Foray Into Privatizing Roads Is Discouraging Some, but Others See Eventual Success

March 01, 1998|ERIC BAILEY | TIMES STAFF WRITER

SACRAMENTO — It was a grand experiment, the first push to begin privatizing California's public highway network: In 1989, state legislators gave big business permission to build four toll roads in traffic-snarled sections of the state.

The intentions were noble, but critics say the effort has largely been a flop.

Only one of the projects--a set of toll lanes to relieve traffic along the bottle-necked Riverside Freeway into Orange County--has been built. A second tollway in San Diego County is inching ahead with environmental clearance, years behind schedule.

Two others--an elevated expressway down the Santa Ana River in Orange County and a back-country route in fast-growing Alameda and Contra Costa counties--are on hold and may be dead, victims of lofty sticker prices and political opposition.

"It's simply not panning out," said John Stevens, a transportation expert who works for the Legislature. "None of these projects have performed to the expectation state lawmakers had and most certainly not to the expectation the business community had."

The state's stumbling step into highway privatization comes as planners around the state and nation continue to push for more toll projects. Proposals include having motorists in Los Angeles pay for using car-pool lanes and long-range efforts to build tollways around Southern California.

But given the troubles, even the most ardent advocates of privatization have begun to question whether a free market approach is the right one for roads.

"It's been much slower than any of us expected," said Robert W. Poole, president of the Reason Foundation, a free-market think tank in Los Angeles. "In much of the U.S., including California, it has been difficult to build these roads because of all the environmental impacts and general opposition to new roads as well as paying tolls."

With years of environmental reviews to overcome and no solid guarantees that a road would even be built, some private sector executives say the risk of tackling toll projects is too great.

"I know our parent companies would not get into another one again, not unless it already had environmental approval," said Kent A. Olsen, president of California Transportation Ventures, which hopes to have the San Diego tollway finished by 2001, five years late. "Had we known it would take this long, we never would have started."

Boosters of the highway privatization effort agree that tinkering is needed in state law to ease the risk of such ventures. But they insist that toll roads remain firmly in California's future.

"Pioneering efforts like this are equivalent to being the point man walking through a minefield," said Carl Williams, a state Business, Transportation and Housing Agency deputy secretary. "You are going to step on some mines. These projects have gone through all the hardships, the criticism, the politics, the environmental difficulties. But they will make it easier for those that come after."

Boosters say toll roads are inevitable for several reasons.

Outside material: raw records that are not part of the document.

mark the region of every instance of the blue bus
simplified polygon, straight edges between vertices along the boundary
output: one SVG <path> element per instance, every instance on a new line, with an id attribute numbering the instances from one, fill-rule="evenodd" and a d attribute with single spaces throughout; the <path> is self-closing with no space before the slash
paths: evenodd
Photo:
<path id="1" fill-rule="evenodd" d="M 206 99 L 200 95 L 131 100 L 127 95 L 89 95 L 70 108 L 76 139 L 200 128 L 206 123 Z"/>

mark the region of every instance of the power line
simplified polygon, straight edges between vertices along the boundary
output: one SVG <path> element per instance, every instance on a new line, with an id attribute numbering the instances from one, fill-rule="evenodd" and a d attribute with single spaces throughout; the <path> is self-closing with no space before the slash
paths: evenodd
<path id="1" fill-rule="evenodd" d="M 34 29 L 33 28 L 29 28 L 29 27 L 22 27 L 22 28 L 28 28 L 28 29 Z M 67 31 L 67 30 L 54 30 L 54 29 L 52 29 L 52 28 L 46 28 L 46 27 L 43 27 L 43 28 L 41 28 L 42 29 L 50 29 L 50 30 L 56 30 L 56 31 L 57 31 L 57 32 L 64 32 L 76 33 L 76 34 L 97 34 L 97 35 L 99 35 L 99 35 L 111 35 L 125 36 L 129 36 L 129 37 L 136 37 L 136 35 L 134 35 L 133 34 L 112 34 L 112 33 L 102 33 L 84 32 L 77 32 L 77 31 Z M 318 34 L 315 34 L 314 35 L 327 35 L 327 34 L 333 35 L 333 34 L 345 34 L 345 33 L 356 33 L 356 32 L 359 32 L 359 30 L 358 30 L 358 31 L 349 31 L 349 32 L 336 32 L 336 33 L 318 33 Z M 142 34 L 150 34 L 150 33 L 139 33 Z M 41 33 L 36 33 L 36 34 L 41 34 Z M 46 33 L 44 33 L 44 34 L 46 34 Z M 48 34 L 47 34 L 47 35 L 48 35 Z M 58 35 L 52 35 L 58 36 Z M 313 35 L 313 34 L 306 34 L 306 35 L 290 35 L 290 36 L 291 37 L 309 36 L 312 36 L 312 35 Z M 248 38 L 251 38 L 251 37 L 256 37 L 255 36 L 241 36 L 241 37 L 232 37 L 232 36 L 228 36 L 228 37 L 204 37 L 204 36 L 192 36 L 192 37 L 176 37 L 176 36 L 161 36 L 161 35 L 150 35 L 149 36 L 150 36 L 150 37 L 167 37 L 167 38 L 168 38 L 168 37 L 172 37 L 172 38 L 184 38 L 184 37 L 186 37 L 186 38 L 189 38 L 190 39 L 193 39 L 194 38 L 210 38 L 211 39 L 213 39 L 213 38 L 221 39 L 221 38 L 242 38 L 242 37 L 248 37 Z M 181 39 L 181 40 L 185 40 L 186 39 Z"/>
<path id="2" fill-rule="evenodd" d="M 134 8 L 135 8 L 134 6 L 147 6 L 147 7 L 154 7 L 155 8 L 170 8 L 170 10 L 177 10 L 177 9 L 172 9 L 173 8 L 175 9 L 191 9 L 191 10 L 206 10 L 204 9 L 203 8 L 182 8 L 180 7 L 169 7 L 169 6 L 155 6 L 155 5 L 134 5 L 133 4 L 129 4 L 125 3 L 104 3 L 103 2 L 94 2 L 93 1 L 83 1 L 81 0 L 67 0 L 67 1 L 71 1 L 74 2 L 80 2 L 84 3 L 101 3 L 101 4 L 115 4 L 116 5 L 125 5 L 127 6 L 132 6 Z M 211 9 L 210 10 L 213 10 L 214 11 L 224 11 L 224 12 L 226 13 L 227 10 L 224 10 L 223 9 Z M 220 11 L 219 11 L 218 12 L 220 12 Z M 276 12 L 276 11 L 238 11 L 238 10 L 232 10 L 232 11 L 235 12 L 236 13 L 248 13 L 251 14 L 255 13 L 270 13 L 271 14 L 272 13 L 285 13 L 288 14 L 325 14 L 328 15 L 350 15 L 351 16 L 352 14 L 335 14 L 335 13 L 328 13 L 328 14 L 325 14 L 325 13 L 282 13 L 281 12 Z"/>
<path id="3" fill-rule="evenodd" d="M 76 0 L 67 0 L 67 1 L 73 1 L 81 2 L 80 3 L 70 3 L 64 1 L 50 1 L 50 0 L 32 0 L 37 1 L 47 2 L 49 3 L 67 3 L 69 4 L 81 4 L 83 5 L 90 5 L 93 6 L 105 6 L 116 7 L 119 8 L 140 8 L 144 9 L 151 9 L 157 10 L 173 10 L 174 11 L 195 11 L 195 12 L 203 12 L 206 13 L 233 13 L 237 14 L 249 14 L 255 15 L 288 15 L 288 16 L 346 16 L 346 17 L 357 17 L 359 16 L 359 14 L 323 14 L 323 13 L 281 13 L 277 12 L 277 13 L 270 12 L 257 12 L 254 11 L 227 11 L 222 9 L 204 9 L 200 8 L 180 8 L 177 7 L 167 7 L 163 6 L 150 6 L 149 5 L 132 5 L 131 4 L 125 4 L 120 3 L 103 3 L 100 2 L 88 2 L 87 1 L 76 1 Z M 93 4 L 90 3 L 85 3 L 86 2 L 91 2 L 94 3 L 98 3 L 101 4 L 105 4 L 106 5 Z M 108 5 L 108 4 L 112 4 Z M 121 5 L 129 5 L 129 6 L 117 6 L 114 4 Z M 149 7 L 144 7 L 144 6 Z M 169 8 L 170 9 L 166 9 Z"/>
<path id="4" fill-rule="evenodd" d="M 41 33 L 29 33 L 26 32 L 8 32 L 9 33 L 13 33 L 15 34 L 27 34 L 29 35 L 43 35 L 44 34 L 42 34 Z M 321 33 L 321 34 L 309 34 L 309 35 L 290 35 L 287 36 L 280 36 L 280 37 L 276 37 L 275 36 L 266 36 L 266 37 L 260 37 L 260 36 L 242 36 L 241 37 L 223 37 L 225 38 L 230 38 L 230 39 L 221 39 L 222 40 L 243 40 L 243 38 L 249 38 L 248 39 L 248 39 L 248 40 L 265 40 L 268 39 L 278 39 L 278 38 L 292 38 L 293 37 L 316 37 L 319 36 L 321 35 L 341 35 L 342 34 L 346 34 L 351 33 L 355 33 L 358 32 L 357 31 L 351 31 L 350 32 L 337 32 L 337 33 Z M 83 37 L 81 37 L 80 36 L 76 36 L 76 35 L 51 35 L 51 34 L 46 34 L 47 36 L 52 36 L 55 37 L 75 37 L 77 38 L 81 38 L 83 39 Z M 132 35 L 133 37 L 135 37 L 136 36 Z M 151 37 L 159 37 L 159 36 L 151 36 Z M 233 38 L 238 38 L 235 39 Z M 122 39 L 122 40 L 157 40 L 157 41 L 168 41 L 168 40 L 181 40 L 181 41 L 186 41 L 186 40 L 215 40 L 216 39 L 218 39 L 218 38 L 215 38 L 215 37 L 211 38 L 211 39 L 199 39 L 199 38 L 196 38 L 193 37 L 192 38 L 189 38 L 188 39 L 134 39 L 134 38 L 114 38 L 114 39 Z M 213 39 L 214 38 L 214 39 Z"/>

As traffic has increased on the state's highways, money for road construction has plummeted because gas tax funds have dwindled as automobile fuel economy improves. The state is simply strapped for cash to build freeways. Meanwhile, the state can't afford the bond debt needed to build tollways on its own.

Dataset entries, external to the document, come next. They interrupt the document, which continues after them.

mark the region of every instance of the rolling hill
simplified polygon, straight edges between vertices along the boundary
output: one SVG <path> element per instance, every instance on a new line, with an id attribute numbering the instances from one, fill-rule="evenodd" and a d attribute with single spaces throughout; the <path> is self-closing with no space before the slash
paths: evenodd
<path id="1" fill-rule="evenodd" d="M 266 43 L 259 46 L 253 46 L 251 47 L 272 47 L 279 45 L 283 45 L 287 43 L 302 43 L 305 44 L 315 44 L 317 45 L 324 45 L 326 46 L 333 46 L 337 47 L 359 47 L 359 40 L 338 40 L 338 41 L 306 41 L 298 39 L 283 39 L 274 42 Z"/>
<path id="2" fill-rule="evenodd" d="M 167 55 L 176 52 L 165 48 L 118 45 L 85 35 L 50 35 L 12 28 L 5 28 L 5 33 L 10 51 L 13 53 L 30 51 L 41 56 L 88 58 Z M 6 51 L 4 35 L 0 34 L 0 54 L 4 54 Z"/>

"You have only so big a financial pie for roads," Williams said. "But once you bring private capital to the effort, you make the pie larger. That's what we're trying to do."

The real stumbling block for the private firms has been the environmental review process, which has proved too time consuming, costly and risky.

A preferable alternative, some say, would be to have state or local governments finance and conduct the environmental reviews. Once a project has been approved, a private firm could repay government the costs it has incurred and then finance and build the road.

With the possibility of failure reduced, a private firm could get better financing, the government could demand a heftier slice of profits, and lower tolls could be charged to motorists, the theory goes.

"That's where the risk comes in these projects," said Mark Watts, a lobbyist who helped push the 1989 law while he was a legislative staffer. "You've got several years of environmental clearance, and you're not making any money. If a project is waived off, you may have sunk millions into it with nothing to show."

*

Efforts to change the law have failed in the state Capitol. On at least four occasions, bills have been introduced to tweak the legislation. None has escaped the first committee.

Privatization backers blame it on state Sen. Bill Lockyer (D-Hayward), a former Senate leader and an ardent foe of the Bay Area's Mid-State Tollway, which even the most devout privateers consider dead.